Optionally, encode_class_id(problem, question, answer): Returns an integer class ID for stratified evaluation metrics.

from src.envs.generators.base import Generator

class AdditionGenerator(Generator):
    def __init__(self, params):
        self.maxint = params.maxint

    def generate(self, rng, is_train):
        a = int(rng.integers(1, self.maxint + 1))
        b = int(rng.integers(1, self.maxint + 1))
        return [a, b], None, a + b  # (problem, query, answer)

    def evaluate(self, problem, question, answer, hyp, metrics):
        if hyp is None:
            return {"is_valid": -1}
        if hyp == answer:
            return {"is_valid": 1}
        return {"is_valid": 0}

Step 2: Choose tokenizers

Pick tokenizers for the problem and answer from the built-in library (src/envs/tokenizers/):

from src.envs.tokenizers import NumberArrayTokenizer, IntegerTokenizer

problem_tokenizer = NumberArrayTokenizer(2, "V", 1, IntegerTokenizer(params.base))
answer_tokenizer = IntegerTokenizer(params.base)

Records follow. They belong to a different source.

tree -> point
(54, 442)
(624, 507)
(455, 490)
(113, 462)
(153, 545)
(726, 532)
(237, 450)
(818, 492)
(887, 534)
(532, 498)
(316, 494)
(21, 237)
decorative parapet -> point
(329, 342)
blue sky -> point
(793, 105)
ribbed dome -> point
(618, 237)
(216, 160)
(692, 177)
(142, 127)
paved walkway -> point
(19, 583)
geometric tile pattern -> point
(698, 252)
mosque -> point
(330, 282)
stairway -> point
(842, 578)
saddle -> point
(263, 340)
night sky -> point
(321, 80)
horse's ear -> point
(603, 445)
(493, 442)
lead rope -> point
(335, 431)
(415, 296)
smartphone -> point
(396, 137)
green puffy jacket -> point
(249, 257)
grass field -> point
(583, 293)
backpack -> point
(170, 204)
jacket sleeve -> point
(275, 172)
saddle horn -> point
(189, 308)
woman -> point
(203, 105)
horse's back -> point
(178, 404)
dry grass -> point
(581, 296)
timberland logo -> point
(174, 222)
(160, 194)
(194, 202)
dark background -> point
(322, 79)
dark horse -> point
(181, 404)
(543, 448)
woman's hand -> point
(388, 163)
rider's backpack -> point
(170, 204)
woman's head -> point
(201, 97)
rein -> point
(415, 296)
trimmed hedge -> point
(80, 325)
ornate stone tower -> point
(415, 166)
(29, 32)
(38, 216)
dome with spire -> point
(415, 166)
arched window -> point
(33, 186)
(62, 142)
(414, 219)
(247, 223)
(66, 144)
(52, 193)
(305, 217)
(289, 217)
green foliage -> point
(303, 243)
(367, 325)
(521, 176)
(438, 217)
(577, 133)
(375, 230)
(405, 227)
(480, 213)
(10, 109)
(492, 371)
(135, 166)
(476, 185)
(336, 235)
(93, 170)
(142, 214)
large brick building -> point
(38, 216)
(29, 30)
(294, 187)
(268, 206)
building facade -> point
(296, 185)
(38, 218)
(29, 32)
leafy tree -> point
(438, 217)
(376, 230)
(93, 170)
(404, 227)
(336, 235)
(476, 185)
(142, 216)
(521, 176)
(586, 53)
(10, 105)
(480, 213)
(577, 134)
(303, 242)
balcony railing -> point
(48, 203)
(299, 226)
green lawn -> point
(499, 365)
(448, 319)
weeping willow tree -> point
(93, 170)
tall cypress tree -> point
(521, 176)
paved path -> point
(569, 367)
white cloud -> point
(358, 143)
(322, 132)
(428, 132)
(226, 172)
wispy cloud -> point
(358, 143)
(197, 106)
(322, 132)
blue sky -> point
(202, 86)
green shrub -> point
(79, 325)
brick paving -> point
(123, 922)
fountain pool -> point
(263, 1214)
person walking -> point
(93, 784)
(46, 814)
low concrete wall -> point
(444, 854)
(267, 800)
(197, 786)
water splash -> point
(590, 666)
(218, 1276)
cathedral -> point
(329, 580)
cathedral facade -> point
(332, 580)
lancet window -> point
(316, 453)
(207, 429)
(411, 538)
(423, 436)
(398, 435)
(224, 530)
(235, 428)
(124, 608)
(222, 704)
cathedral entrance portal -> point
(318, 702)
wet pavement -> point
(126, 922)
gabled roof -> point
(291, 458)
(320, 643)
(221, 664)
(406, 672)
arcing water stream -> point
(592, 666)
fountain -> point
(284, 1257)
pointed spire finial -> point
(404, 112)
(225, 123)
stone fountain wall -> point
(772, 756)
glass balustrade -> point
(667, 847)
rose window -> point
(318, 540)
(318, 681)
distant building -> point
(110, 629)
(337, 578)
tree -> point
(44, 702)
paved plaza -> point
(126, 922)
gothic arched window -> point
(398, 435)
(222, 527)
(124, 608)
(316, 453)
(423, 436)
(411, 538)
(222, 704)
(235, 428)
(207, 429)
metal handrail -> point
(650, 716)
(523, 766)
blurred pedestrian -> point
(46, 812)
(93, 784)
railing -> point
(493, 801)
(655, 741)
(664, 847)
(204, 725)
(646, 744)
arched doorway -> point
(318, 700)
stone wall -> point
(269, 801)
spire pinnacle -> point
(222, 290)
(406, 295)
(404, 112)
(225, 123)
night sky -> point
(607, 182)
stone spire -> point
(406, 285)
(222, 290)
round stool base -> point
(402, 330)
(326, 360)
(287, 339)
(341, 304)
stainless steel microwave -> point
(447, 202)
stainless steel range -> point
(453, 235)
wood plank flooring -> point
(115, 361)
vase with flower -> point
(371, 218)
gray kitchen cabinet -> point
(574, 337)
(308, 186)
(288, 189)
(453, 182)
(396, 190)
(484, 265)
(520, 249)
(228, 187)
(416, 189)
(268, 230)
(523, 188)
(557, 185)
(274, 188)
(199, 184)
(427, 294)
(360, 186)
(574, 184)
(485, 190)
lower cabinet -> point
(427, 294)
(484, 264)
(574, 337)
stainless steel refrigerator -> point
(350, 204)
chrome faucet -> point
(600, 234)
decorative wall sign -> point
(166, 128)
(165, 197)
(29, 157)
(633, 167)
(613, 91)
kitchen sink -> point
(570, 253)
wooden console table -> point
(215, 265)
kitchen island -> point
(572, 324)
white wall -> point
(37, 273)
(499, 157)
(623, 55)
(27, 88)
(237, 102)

Available tokenizers: IntegerTokenizer, FloatTokenizer, ComplexTokenizer, SymbolicIntTokenizer, NumberArrayTokenizer, GraphTokenizer, GraphNodeListTokenizer, SymbolicSequenceTokenizer.

Step 3: Register the task

Create a file in src/envs/ops/ with a build function, an argument registration function, and an OPERATIONS dictionary:

from src.envs.generators.addition import AdditionGenerator
from src.envs.tokenizers import NumberArrayTokenizer, IntegerTokenizer

def build_addition(params):
    return {
        "problem_tokenizer": NumberArrayTokenizer(2, "V", 1, IntegerTokenizer(params.base)),
        "answer_tokenizer": IntegerTokenizer(params.base),
        "generator": AdditionGenerator(params),
    }

def register_args(parser):
    parser.add_argument("--maxint", type=int, default=100)
    parser.add_argument("--base", type=int, default=10)

OPERATIONS = {
    "addition": {"build": build_addition, "register_args": register_args},
}

Then import in src/envs/__init__.py:

from src.envs.ops.addition import OPERATIONS as _addition_ops
REGISTRY.update(_addition_ops)

Your task is now available as --task addition.

Training from a data file

Axolver can train from pre-computed data files instead of generating on the fly:

python train.py --task gcd --reload_data gcd:/path/to/train.data --eval_data /path/to/valid.data --base 10 --maxint 100 --dump_path ./exp --exp_name from_file --exp_id 1

The --reload_data flag takes the format task:path. The --eval_data flag specifies evaluation files; multiple files can be provided separated by commas (the first is used as the validation set, subsequent ones as test sets).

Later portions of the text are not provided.